# Building CM7 for Mecha (almost there) - Need a little "real" Dev help



## jcporter80 (Jun 6, 2011)

So, I am trying to revive the CM7 builds that Slayher was doing for the Mecha and originally I was doing it for only myself (really did not want to get caught up in the whole dev scene), but it seems now I need some help, and have to let me secret out. Of course I started with Slayher and that guy was more than helpful! He is one super awesome guy but is also SUPER busy (I can't imagine working like he does plus have 6 kids and still have time to help me when he can). This is where I am at...

After talking with Slayher and understanding what he did in the past I took on the challenge of rebasing the CM source with his source. Most of that was fairly painless with the exception of the android_frameworks_base side of things. There are 351 commits when I rebase and I know that most of them don't matter. My question is if someone that has worked on the TBolt side of things can help me out a bit with what I need to add and what I can skip. I was told to stay away from anything to do with the RIL and there are a lot of those commits (especially LGEStarRIL). I went through and tried myself a couple times, but keep getting errors during compiling.

So, to the dev community I ask for a little guidance. I know I am unproven, but I am learning. Can I get someone to help me over this hurdle? I put a link to the list of commits that shows up during the rebase. Any help or guidance would be appreciated!

http://pastebin.com/Q30sKzJn


----------



## Hellboy (May 8, 2012)

Try getting intouch with protekk.

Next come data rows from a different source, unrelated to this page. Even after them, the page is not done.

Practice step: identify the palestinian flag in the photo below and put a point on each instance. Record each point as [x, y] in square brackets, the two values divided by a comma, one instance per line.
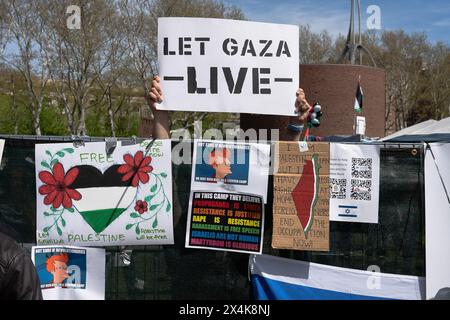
[359, 98]
[104, 196]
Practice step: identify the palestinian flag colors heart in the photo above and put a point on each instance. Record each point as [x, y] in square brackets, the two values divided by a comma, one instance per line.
[104, 196]
[306, 193]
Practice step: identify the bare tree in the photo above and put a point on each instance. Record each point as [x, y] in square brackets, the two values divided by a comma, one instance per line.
[26, 53]
[76, 55]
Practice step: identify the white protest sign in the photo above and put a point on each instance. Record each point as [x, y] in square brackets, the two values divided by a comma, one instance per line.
[86, 196]
[2, 145]
[354, 182]
[234, 167]
[437, 218]
[70, 273]
[218, 65]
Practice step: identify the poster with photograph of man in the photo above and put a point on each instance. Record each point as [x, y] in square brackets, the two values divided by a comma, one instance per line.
[221, 162]
[70, 273]
[223, 166]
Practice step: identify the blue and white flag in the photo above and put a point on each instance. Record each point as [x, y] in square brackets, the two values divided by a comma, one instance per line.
[276, 278]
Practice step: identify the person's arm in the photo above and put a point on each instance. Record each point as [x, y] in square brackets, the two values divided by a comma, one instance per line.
[161, 128]
[302, 108]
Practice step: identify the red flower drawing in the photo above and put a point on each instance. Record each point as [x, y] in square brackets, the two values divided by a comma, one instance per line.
[141, 207]
[56, 187]
[136, 168]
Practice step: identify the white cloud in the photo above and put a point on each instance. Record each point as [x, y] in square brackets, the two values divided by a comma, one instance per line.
[319, 17]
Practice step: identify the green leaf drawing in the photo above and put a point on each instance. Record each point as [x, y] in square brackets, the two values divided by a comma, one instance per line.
[45, 164]
[134, 215]
[55, 161]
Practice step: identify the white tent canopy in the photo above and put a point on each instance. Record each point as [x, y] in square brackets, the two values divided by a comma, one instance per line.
[424, 128]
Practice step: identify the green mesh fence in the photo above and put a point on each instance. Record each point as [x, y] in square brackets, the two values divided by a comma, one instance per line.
[396, 245]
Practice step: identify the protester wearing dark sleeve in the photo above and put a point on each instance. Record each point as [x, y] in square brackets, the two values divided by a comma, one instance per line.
[18, 277]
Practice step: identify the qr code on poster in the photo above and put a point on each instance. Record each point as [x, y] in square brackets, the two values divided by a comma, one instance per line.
[362, 168]
[338, 188]
[361, 190]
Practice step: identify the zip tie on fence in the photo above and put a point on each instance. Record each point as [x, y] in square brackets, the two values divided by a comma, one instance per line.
[77, 141]
[439, 172]
[110, 145]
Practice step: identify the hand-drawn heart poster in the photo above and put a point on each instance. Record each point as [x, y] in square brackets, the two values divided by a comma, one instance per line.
[89, 197]
[70, 273]
[301, 196]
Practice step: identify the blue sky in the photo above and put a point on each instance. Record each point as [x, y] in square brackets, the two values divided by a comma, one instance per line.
[429, 16]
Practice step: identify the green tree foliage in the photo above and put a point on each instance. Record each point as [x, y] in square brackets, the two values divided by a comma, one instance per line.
[97, 79]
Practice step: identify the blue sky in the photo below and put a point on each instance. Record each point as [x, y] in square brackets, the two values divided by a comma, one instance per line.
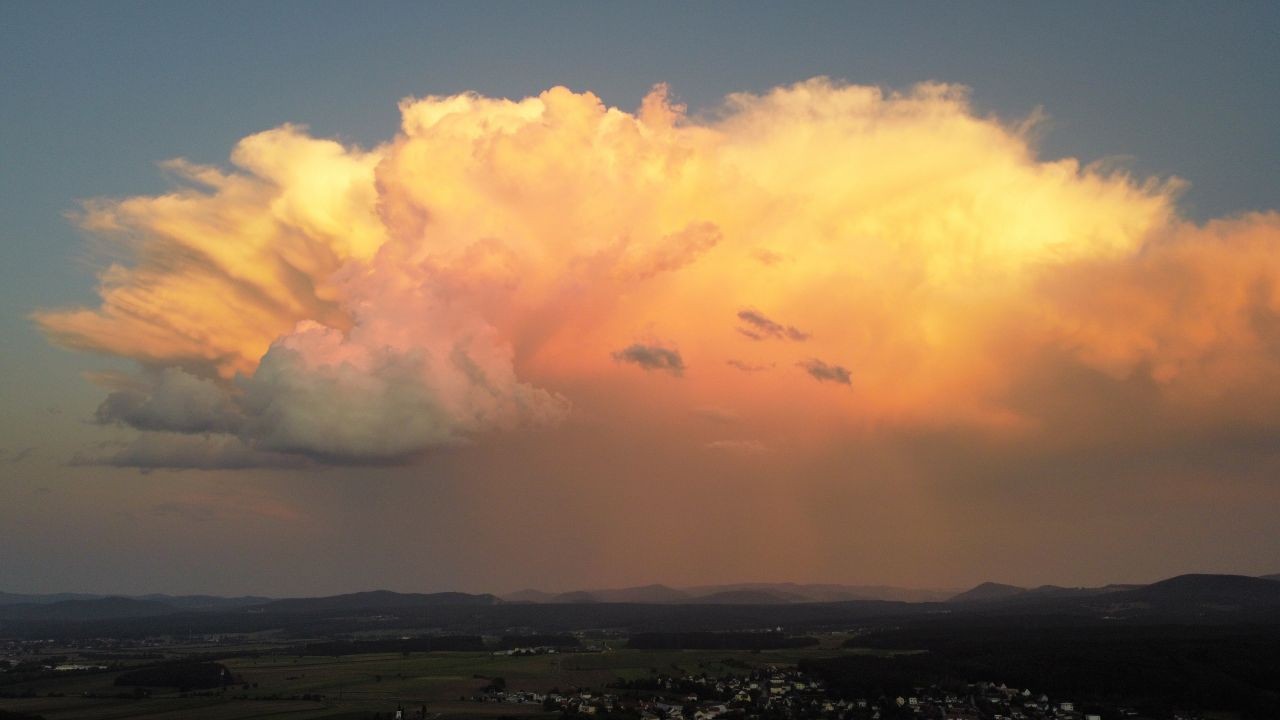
[94, 95]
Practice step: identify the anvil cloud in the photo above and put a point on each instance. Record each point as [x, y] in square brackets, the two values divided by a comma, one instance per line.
[498, 261]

I think he was also on the CM7 rom with slayer. WOW Slayer has 6 kids? How does he keep his sanity and put out great stuff. Also try the maker of the thundershed rom he knows his stuff.


----------



## watson387 (Sep 2, 2011)

Hellboy said:


> Try getting intouch with protekk. I think he was also on the CM7 rom with slayer. WOW Slayer has 6 kids? How does he keep his sanity and put out great stuff. Also try the maker of the thundershed rom he knows his stuff.

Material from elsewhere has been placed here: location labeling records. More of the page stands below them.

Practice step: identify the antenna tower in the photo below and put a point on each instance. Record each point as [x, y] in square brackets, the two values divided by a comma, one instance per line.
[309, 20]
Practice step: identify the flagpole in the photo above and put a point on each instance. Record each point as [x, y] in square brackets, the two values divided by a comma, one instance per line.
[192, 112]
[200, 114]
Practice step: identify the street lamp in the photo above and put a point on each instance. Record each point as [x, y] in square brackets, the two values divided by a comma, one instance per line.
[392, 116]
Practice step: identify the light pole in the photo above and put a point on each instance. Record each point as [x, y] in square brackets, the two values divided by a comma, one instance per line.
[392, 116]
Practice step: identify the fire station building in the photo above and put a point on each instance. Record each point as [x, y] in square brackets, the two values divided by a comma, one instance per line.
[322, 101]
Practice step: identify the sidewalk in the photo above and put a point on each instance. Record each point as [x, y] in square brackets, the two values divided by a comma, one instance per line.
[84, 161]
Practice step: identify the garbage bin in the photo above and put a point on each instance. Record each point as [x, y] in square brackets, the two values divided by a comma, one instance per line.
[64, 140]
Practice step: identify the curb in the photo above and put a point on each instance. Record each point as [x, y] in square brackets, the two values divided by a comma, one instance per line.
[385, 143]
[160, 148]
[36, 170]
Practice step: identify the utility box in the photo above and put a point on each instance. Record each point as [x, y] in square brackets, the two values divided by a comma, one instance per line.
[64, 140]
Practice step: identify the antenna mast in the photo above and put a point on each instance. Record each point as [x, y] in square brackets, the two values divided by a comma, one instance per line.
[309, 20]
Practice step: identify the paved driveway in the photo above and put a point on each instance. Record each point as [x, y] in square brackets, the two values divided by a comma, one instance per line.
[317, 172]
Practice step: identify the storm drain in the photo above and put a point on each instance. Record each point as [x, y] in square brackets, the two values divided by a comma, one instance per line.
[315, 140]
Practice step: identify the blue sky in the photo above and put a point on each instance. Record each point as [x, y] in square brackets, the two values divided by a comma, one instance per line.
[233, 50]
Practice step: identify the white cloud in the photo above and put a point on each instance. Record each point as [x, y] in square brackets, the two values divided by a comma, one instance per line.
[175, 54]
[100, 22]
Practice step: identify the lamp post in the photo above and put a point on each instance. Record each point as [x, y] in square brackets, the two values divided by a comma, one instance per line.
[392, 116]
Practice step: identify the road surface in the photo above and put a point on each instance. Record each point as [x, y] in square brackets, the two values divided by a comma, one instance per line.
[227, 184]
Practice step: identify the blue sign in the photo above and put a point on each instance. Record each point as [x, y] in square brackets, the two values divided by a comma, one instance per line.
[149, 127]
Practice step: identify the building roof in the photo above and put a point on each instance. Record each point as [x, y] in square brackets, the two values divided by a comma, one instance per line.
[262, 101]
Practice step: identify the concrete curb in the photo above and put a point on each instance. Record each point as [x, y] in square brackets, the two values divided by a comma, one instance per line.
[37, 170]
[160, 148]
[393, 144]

Protekk had his own CM7 rom for quite a while. He didn't work on Slayher's afaik. I liked Protekk's version better though.

Sent from my ADR6400L using Tapatalk 2


----------



## yarly (Jun 22, 2011)

I was using this more or less when I was building cm 7 for the TB myself

http://pastie.org/pr...qemogaftixdovba

it also assumes you have at least a 4 core CPU to build with (make -j8)


----------



## jcporter80 (Jun 6, 2011)

yarly said:


> I was using this more or less when I was building cm 7 for the TB myself
> 
> http://pastie.org/pr...qemogaftixdovba
> 
> it also assumes you have at least a 4 core CPU to build with (make -j8)


Yep, I have that as well, but what that does not do for you is bring in any updates to the packages that you are pulling from slayher. This script works great if slayher's git hub is updated, but it's not. That is what I am trying to do and have mostly accomplished that with the exception of the frameworks_base package. There is a lot of stuff there that needs to be in and other stuff that can be left out. I was hoping for a little help in that area.


----------



## yarly (Jun 22, 2011)

Don't have a working Thunderbolt anymore (digitizer is dead), so not much I can really do much past that right now. Also don't have a sim card that would fit the thunderbolt anymore so I would have to buy an adapter. Eventually I might buy a replacement digitizer, but not a huge priority.


----------



## jcporter80 (Jun 6, 2011)

One last bump and then I let this die. Any help at all?


----------



## ryclegman (Jun 1, 2012)

I am willing to help... im not a developer, but have been looking into doing something like this myself. May not want me but im here with a helping had. familiar with a lot of these things, so if you would like, let me know, if not ill take a hike


----------



## quickdraw86 (Jan 30, 2012)

Best thing to do would be to get in contact with Workshed, Thundershed's developer. He knows what he's doing and is very familiar with cm7 for mecha.

Sent from a highly tweaked and personalized Thunderbolt 4G!


----------



## Sassyontech (Jun 16, 2011)

Hellboy said:


> WOW Slayer has 6 kids? How does he keep his sanity and put out great stuff. Also try the maker of the thundershed rom he knows his stuff.


He has a great wife, that's how.....


----------



## jcporter80 (Jun 6, 2011)

I got a hold of Workshed, and it seems as if he might give me a hand.

ryclegman - If you anything about the Thunderbolt RIL then I can use all the help I can get. I am using Slayher's source (which I think Workshed did to) but it needs updated and I know that most any update to the frameworks base package (specifically any RIL changes) can break the build, so I have to be careful what I add or change and that's where I need the help of someone that is familiar with how the TBolt RIL works.


----------



## lonewulf (Jun 18, 2011)

I too am very interested in this (i've compiled/built cm7 from the mecha repo, but had no "data".. wifi works great)

I've been home-brewing for my hp touchpad and galaxy nexus (toro)..

So anything you find out from workshed/other sources, could you plz share with us "home-brewers"?

Thanks alot jcporter80.
Edit: I'd love to home-brew for my thunderbolt(wife has it now, been a great phone..thanks to slayher, other devs)

Sent from my cm_tenderloin using Tapatalk 2


----------



## SgtPepperKSU (Aug 6, 2011)

I might take a look at this sometime in the near future, as there's a chance I _might_ (I'm a Firmware Engineer by profession, but not familar with AOSP code) be able to work through the merge conflict obstacles you've run into.

Just so I'm not stumbling past things you've already figured out:
Did you start with the Cyanogenmod repositories and merge in slayher's changes or visa versa (and why)? I'd think the former would make more sense, but I think I remember you saying you did the latter.
Did you fork all of slayher's projects? Fork some, use some as-is? Use them all as-is? Fork/use just some and ignore (using the Cyanogenmod/aosp versions) others?
Were there any obstacles you got over that were non-obvious? I know you said you got further after talking to workshed.
Thanks in advance.


----------